Tak Pola Mokotowskie w Warszawie wyglądały w południe, w minioną sobotę tj. 22 czerwca. Na wielkiej polanie nieopodal jeziorka, na kocach i matach siedziało mnóstwo osób. W przeważającej części były to kobiety, ale tu i ówdzie dało się zauważyć towarzyszących im mężczyzn, a nawet małe dzieci. Wszyscy w napięciu oczekiwali na największy trening w historii.
Jeszcze kilka lat temu chyba nikt nie przypuszczał, że Polacy tak mocno pokochają aktywność fizyczną. Że będziemy jeździć na rowerze i biegać niezależnie od pogody, chodzić do klubów fitness, na siłownię i ćwiczyć w domu przed TV. Że ktoś będzie w stanie wyciągnąć w sobotnie przedpołudnie prawie 4000 kobiet, po to by przy ogromnym upale wzięły udział w treningu fitness.
A wszystko to dla siebie, dla swoich bliskich, ale i dla niej - Ewy Chodakowskiej, kobiety, która (po)ruszyła Polskę. To on była, bowiem prowodyrem całego zajścia.

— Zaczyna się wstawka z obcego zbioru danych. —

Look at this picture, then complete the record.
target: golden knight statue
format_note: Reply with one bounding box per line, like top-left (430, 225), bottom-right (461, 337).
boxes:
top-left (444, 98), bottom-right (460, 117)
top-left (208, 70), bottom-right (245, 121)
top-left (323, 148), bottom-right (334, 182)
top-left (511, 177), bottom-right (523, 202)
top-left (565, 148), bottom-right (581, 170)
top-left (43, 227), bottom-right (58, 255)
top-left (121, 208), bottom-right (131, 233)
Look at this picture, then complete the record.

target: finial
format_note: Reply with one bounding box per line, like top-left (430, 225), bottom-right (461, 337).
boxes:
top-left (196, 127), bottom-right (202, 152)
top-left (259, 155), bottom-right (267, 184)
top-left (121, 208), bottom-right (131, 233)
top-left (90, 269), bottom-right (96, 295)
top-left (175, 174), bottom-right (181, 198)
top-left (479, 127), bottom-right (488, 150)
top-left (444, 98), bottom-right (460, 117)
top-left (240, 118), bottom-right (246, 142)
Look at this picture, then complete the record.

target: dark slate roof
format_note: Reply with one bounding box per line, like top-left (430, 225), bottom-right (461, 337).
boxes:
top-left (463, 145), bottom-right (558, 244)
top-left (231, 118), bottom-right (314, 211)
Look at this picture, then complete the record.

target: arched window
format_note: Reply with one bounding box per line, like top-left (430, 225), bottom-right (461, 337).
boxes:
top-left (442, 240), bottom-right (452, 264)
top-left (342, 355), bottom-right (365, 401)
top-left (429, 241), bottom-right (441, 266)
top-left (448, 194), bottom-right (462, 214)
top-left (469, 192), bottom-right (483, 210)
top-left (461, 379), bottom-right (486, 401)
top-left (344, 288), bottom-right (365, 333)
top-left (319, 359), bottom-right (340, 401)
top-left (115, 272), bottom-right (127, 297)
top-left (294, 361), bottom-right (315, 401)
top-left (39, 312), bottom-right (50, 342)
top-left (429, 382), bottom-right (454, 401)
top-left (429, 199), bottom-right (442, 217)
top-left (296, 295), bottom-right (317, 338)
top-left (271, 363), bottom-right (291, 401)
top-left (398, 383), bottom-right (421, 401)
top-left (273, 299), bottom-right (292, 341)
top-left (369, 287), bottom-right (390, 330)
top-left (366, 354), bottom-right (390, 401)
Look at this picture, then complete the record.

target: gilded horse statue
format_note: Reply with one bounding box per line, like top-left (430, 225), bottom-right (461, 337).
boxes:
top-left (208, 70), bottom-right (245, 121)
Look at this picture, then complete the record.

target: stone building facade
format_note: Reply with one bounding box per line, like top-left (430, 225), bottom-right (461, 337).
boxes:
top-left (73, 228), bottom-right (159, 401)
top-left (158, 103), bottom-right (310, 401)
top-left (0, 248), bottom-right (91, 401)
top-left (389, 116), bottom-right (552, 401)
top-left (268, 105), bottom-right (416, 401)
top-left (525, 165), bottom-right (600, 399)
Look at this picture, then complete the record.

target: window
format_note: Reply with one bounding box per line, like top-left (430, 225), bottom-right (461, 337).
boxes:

Wraz z wspomagającą ją firmą Adidas, Samsung i Shape pod hasłem „All in for my girls” zorganizowała dla chętnych niesamowite zajęcia, na które przyjechały osoby z całej Polski. Niektórzy w specjalnie na tę okazję przygotowanych koszulkach z imieniem i nazwą miasta, inni z wizerunkiem swojej idolki.

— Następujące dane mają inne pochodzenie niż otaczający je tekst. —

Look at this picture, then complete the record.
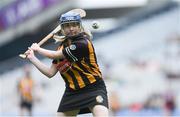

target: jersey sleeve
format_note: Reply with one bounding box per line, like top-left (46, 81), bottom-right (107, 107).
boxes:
top-left (63, 41), bottom-right (88, 62)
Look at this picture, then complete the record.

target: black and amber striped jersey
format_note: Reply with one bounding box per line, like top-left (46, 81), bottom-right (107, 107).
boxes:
top-left (53, 33), bottom-right (102, 90)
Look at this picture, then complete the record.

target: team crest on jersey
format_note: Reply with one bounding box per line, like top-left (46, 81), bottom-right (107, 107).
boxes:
top-left (96, 95), bottom-right (103, 103)
top-left (56, 59), bottom-right (72, 73)
top-left (69, 45), bottom-right (76, 50)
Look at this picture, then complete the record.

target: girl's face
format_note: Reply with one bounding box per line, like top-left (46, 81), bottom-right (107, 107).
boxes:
top-left (61, 22), bottom-right (81, 36)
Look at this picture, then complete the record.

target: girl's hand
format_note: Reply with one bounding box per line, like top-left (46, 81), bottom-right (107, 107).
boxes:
top-left (25, 47), bottom-right (35, 60)
top-left (31, 43), bottom-right (40, 51)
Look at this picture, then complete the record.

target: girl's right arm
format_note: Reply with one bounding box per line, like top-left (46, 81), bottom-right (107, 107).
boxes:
top-left (25, 48), bottom-right (58, 78)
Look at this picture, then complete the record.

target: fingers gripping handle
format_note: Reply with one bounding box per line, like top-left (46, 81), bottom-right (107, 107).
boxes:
top-left (19, 25), bottom-right (61, 59)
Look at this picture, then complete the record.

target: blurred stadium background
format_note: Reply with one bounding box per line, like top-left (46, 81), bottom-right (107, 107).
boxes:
top-left (0, 0), bottom-right (180, 116)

Takiej energii nie miały chyba żadne zajęcia fitness. Trening trwał 30 minut, co biorąc pod uwagę panującą tego dnia temperaturę było wystarczające. Po pełnej skoków rozgrzewce pot ściekał z czoła niemal każdego uczestnika. Reszta treningu odbywała się w systemie 2 serie, po dwa ćwiczenia, po 30 sekund, z przerwami na marsz. Ewa, jej partner Lefteris tak mocno zachęcali wszystkich do ćwiczeń, do tego by mimo upału się nie poddawać i nie przestawać, że nawet część osób chroniąca się przed słońcem pod drzewami wyszła z nich, żeby dołączyć do ćwiczących.

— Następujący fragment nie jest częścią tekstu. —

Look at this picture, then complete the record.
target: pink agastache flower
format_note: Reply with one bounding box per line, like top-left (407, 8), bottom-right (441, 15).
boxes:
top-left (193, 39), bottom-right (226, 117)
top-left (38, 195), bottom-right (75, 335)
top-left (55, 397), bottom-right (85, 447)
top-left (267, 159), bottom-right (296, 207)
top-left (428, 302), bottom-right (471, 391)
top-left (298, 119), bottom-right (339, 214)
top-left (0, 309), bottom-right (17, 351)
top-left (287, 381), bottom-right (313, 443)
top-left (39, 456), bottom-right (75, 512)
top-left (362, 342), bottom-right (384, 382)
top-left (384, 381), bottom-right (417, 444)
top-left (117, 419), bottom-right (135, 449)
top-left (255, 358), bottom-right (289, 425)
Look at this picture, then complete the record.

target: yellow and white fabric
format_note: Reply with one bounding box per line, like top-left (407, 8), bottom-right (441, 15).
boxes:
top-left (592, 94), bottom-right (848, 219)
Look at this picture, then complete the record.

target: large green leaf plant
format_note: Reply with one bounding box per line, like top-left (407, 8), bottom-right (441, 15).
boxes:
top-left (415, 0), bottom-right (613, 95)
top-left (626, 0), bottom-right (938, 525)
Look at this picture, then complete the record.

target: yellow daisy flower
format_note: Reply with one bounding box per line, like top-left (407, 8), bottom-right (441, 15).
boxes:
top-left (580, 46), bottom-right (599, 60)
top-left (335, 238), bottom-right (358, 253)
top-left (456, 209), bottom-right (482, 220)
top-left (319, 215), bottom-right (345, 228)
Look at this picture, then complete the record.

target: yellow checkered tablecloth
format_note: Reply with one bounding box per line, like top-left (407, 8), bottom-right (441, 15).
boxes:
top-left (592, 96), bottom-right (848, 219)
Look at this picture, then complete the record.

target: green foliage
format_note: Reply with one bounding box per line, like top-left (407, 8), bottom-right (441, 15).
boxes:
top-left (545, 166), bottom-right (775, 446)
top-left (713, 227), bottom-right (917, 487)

Pola Mokotowskie dały czadu. Tylu uśmiechniętych, chodź mokrych od potu i spieczonych słońcem kobiet nie było tam chyba nigdy. Wszyscy opuszczający miejsce treningu byli zmęczeni, ale zadowoleni i pełni energii. Naładowani endorfinami, przekonani o tym, że dbanie o siebie to „bycie fit”.
Przysłowiową wisienkę na torcie stanowił fakt, iż podczas treningu został pobity rekord świata w ilości osób, które jednocześnie brały udział w ćwiczeniach. Teraz pozostaje czekać tylko na oficjalną informację od Guinessa i na kolejne tego typu zajęcia.